Beverley Beech and Gill Boden talk about maternity transformation
The Maternity Transformation Council, chaired by Baroness Julia Cumberlege (who also chaired the National Maternity Review), is working to enable change that will ensure the majority of women have a midwife who will care for them antenatally, during labour and post-natally: this would provide real continuity of carer.
As we have said so often, the research demonstrating the benefits of case-load midwifery and community based care is growing by the day, and the government has finally accepted that for a fit and healthy woman a home birth, or birth in a Free-standing Midwifery Unit (FMU), is safer than birthing in an obstetric unit. This is the most important change we could envisage to improve and transform the experience of birth for women.
There is an urgency to the process, not just for the sake of women, but also in the interests of the profession of midwifery. There is a real danger of seeing the profession dividing into midwives and obstetric nurses. Midwives have been drawn into hospitals over the last 50 years, and, rather than being midwives skilled at observation, examination and support, they are under pressure to become obstetric nurses focused on reading fetal heart monitor traces and setting up drips and epidurals. The woman is then left alone with her with her partner, friend or husband. Midwives, under-staffed and over-worked, have become unable to give women the kind of one-toone support and midwifery care they ought to have.
Some skilled and caring midwives who have challenged institutional pressures to maintain the principles and skills of midwifery have left the profession, sometimes after seemingly punitive and long drawn out Conduct and Competence procedures, conducted by the Nursing and Midwifery Council (NMC), or have simply burned out.
The Midwifery Committee of the NMC, which has been relied on by women and midwives to safeguard standards and practice, has been slowly whittled away, to the extent that the committee of eight members, which did not even have a practising midwife on it, has now been disbanded and there is just one midwife on the Nursing and Midwifery Council itself. We also fear that the NMC has presided over diminishing education standards for midwives. Students learn about normal birth in the universities, but they do the majority of their practice in centralised obstetric units, where they are lucky if they see a single normal birth by the time they qualify. When on the Midwifery Committee, as a lay member, Beverley Beech suggested that student midwives should be required to attend at least five home births during their final year. Indeed, those units that claim that they do not have sufficient midwives to attend a home birth could ease their problems by ensuring that the second midwife was a third year student.

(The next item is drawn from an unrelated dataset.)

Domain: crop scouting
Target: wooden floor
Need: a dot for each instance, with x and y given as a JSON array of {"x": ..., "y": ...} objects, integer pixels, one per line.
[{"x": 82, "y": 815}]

This erosion of midwifery practice leads to midwives, who despite being dissatisfied with their working conditions in the large centralised obstetric units, are resistant to change, because they are anxious about attending a woman at home, without hospital equipment and without support from their Trust. Instead, staff are tempted to put enormous pressure on a woman intending to birth at home, either by sending her off for multiple tests, or by undermining her confidence: ‘The main midwife did succeed in scaring my partner into
picturing me bleeding uncontrollably, either from lack of iron or placenta praevia, and I said, “I don't think I’ll be haemorrhaging, I am not anaemic, and if I do start bleeding he can drive me to the hospital – it’s not going to be so bad that I die in my house.” The midwife then said she couldn’t guarantee how quickly I would be seen to if I came to the hospital during labour as an emergency.’ [The hospital
concerned has less than a 2% home birth rate and claims that women do not want home births.]
If change is to happen then women have to make their voices heard, not only at an individual level but also collectively. Maternity Services Liaison Committees, now to be re-named Maternity Voices Partnerships, when properly set up and supported, offer a means for midwives and women to negotiate change. If you are not on an MSLC then investigate how to get on one at www.chimat.org.uk/resource/view.aspx?QN=MSLC_ABOUT
Women who persist with their intention to birth at home are often the ones who succeed. Rachel Ellman, was one and after the birth of her baby she pursued her complaint about her fight to get a home birth and the Trust Board in her area took it seriously, see page 23.
Jenny Reeve pursued her complaint about King’s Lynn Hospital failing to provide a midwife for a home birth and received £1,000 compensation. Other women, similarly denied support attended a Trust Board meeting to make it clear to the Trust that their attitude was unacceptable and contrary to their Human Rights. The Trust has since set up a ‘temporary’ home birth service, but the local women will have to keep agitating to ensure that this ‘temporary’ service becomes permanent.
Free standing Midwifery Units are vulnerable and often closed with the excuse that they are not being used despite having better outcomes. Last year, in a heartening development, a small group of midwives and birth activists committed to supporting and promoting midwifery units have set up a network, with the objective of supporting the midwives, and encouraging innovation so that each unit will no longer feel isolated. See page 8 and www.midwiferyunitnetwork.com. The opportunity for change is here, but it will not happen unless women and midwives act to make it so.